PTC Velocity Redesign

Overview

PTC Velocity is a Sales Enablement Platform, powered by SAVO Group. The goal of this project was to revamp the web UI and navigation that result in better user experience.

My Role

User Research • Prototyping • UI Design • UI Development

Challenge

Though its purpose is to enable better sales process, PTC Velocity’s bad UI and poor content organization were not tailored to fit the needs of our daily users, the sales reps and partners reps.  

We knew the website refresh needed to start from home. The old homepage did not serve much of its purpose. Randomly placed announcement banners and unclear buttons on top made the homepage to look confusing.

Goals

With the this project, we wanted to accomplish following goals:

Redesign with consistent UI
Better content organization
Provide easier way to access translated contents
Improve navigation experience

Explore

To learn more about our users’ experience with the current site, we conducted user interviews and usability testing. Based on the feedbacks we collected, we were able to identify 3 major user behavior using this platform.


Searchers
know what they are looking for, use the search bar to look for the contents.

Navigators
know what type of content to look for. So they start navigating through pages to find them, often getting frustrated for getting lost in the navigation.

Receivers
are not comfortable using the system for its confusing UI. They want contents to be delivered  directly to them.

User Stories

“When I go into Velocity, I care more about information design than pretty looking UI. As long as I can find contents as quickly as possible, the better.”

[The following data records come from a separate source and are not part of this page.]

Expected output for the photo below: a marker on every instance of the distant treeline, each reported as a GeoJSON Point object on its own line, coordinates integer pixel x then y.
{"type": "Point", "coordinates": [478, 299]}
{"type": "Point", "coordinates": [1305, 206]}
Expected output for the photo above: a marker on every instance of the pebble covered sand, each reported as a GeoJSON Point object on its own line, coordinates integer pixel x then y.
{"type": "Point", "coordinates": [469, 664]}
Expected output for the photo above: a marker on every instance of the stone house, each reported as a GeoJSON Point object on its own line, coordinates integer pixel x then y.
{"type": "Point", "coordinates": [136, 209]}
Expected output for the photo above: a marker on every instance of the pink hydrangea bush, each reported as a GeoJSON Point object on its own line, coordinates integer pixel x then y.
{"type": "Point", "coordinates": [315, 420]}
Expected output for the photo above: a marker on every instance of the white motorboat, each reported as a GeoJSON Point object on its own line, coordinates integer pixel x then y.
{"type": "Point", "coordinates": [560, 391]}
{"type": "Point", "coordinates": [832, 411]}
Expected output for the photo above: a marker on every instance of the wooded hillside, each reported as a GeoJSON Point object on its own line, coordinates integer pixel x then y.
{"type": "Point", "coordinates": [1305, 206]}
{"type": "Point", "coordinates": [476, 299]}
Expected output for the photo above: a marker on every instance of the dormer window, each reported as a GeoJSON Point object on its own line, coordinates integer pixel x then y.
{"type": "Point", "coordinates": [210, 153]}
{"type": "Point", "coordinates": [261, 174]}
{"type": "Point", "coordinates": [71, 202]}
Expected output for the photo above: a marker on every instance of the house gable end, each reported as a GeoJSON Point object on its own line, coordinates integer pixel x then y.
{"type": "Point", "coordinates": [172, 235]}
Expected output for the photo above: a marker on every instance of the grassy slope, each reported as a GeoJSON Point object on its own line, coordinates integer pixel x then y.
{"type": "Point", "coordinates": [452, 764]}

Many users struggled navigating through pages to find the right content. We needed to find the best way to make their discovery experience easy and seamless.

Design

The design process consisted of card sorting, information architecture, task flows, and creating low-fi/high-fi wireframes.

Features

Based on what we learned from multiple sessions of testing, I created the new layout of the homepage and the segment page by breaking each elements into modules, prioritise them and lay them out in order of importance.

This modular approach was implemented to make sure it addressed and solved the problems. I built out the working prototype, using HTML & CSS.

Feature 1: CTA Blocks

We had important announcements and messages we’d like to share with our users on weekly basis. Original design was a sliding banner. However, based on the feedbacks we received from testing, our users were not clicking the navigation buttons to toggle through different announcements. Thus I decided to create CTA blocks that housed multiple announcements at one glance.

Feature 2: What's New, What's Hot

Time was valuable for sales reps. Even though the search and improved navigation from homepage intended to save their time, they still wanted to directly access recently uploaded and popular contents. So I implemented the "what's new and what's hot" widget that automatically updated.

Feature 3: Announcement Ticker

Besides the items that were featured in the CTA blocks, which were limited with 5 items, the secondary announcements needed the users' attention. An announcement ticker was intended to serve that purpose without taking over too much estate on the page.

Feature 4: Tab Menus

The current website did not have tab menus to use in the default system. As a content-heavy website, the pages often got overwhelmed with long lists of contents, which forced users to continuously scroll down the pages to find what they were looking for. So, I created the tabs to organize the pages and contents more efficiently.

Feature 6: Cards Patterns

To allow users to digest information and complete actions quicker in a content heavy website, I designed and developed cards patterns that could be used used across the platform. As a visual container that holds multiple information in organized way, cards were implemented to be used differently based on the nature of the content.

Putting Everything Together

From homepage to other subpages, here is how our website revamped.

Take Away

There is never a perfect design! We had a lot of positive feedbacks from our users with the redesign. Users were satisfied with cleaner UI and improved navigational experience.

However, even the new design could not satisfy our users 100%. As they continued using the tool, they faced with new sets of problems. I learned how important it is to never get fully satisfied with the design decisions and the continue the effort of iteration, which should not be an option but a habitual routine.